Del Vecchio R L, Tonks N K
Cold Spring Harbor Laboratory, New York 11724-2208.
J Biol Chem. 1994 Jul 29;269(30):19639-45.
We have chosen Xenopus laevis as a model system to study how protein tyrosine phosphatases (PTPases) function in growth and development. As an initial step, we have previously isolated in a polymerase chain reaction (PCR)-based protocol cDNA fragments which correspond to sequences within the catalytic domains of PTPases (Yang, Q., and Tonks, N. K. (1993) Adv. Protein Phosphatases 7, 359-372). Two of these PCR products, designated X1 and X10, have now been used to screen a X. laevis ovary cDNA library to obtain complete coding sequences for two distinct PTPases. The X1 cDNA encodes a protein (PTPX1) of 693 amino acids (approximately 79 kDa); the X10 cDNA encodes a protein of 597 amino acids (approximately 69 kDa). Both PTPX1 and PTPX10 lack potential membrane spanning sequences and therefore can be classified as non-transmembrane/cytoplasmic PTPases. While the overall structure of these PTPases are similar, sharing segments of 95% amino acid identity, they differ in that PTPX1 contains a unique 97-amino acid insert between the N-terminal segment and C-terminal catalytic domain. The absence of complete identity between PTPX1 and PTPX10 suggests that these two sequences are the products of separate genes and not the result of alternative splicing. This conclusion is confirmed by PCR analysis of Xenopus genomic DNA. Both PTPases share sequence identities in their N-terminal segments with two lipid-binding proteins, cellular retinaldehyde-binding protein and SEC14p, a phospholipid transferase. In addition, the unique insert sequence of PTPX1 shares identity with PSSA, a protein involved in phosphatidylserine biosynthesis. Sequence comparison suggests that PTPX10 is the Xenopus homolog of the human PTPase Meg-02, while PTPX1 is a structurally related yet distinct PTPase. Intrinsic PTPase activity of PTPX1 and PTPX10 was demonstrated in lysates of Sf9 cells infected with recombinant baculoviruses encoding either enzyme. PTPX1 can be recovered in both soluble and membrane fractions from Xenopus oocytes with the membrane form exhibiting approximately 4-fold higher activity than the soluble form.

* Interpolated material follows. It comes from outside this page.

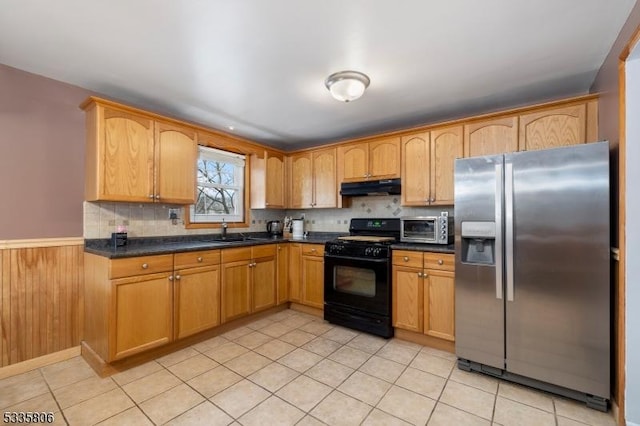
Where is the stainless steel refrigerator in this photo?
[455,142,610,410]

我们选择非洲爪蟾作为模型系统,以研究蛋白质酪氨酸磷酸酶(PTPases)在生长和发育过程中的功能。作为第一步,我们之前通过基于聚合酶链反应(PCR)的方法分离出了与PTPases催化结构域内序列相对应的cDNA片段(Yang, Q., 和Tonks, N. K. (1993) Adv. Protein Phosphatases 7, 359 - 372)。现在,这两个PCR产物,分别命名为X1和X10,已被用于筛选非洲爪蟾卵巢cDNA文库,以获得两种不同PTPases的完整编码序列。X1 cDNA编码一个由693个氨基酸组成的蛋白质(PTPX1,约79 kDa);X10 cDNA编码一个由597个氨基酸组成的蛋白质(约69 kDa)。PTPX1和PTPX10都缺乏潜在的跨膜序列,因此可归类为非跨膜/细胞质PTPases。虽然这些PTPases的整体结构相似,氨基酸序列有95%的同源性,但它们的不同之处在于,PTPX1在N端和C端催化结构域之间有一个独特的97个氨基酸的插入序列。PTPX1和PTPX10之间不存在完全相同的序列,这表明这两个序列是不同基因的产物,而不是可变剪接的结果。非洲爪蟾基因组DNA的PCR分析证实了这一结论。这两种PTPases在其N端序列上与两种脂质结合蛋白,即细胞视黄醛结合蛋白和磷脂转移酶SEC14p,具有序列同源性。此外,PTPX1独特的插入序列与参与磷脂酰丝氨酸生物合成的蛋白质PSSA具有同源性。序列比较表明,PTPX10是人类PTPase Meg - 02的非洲爪蟾同源物,而PTPX1是一种结构相关但不同 的PTPase。在用编码这两种酶的重组杆状病毒感染的Sf9细胞裂解物中,证实了PTPX1和PTPX10的内在PTPase活性。PTPX1可以从非洲爪蟾卵母细胞的可溶性和膜部分中回收,膜形式的活性比可溶性形式高约4倍。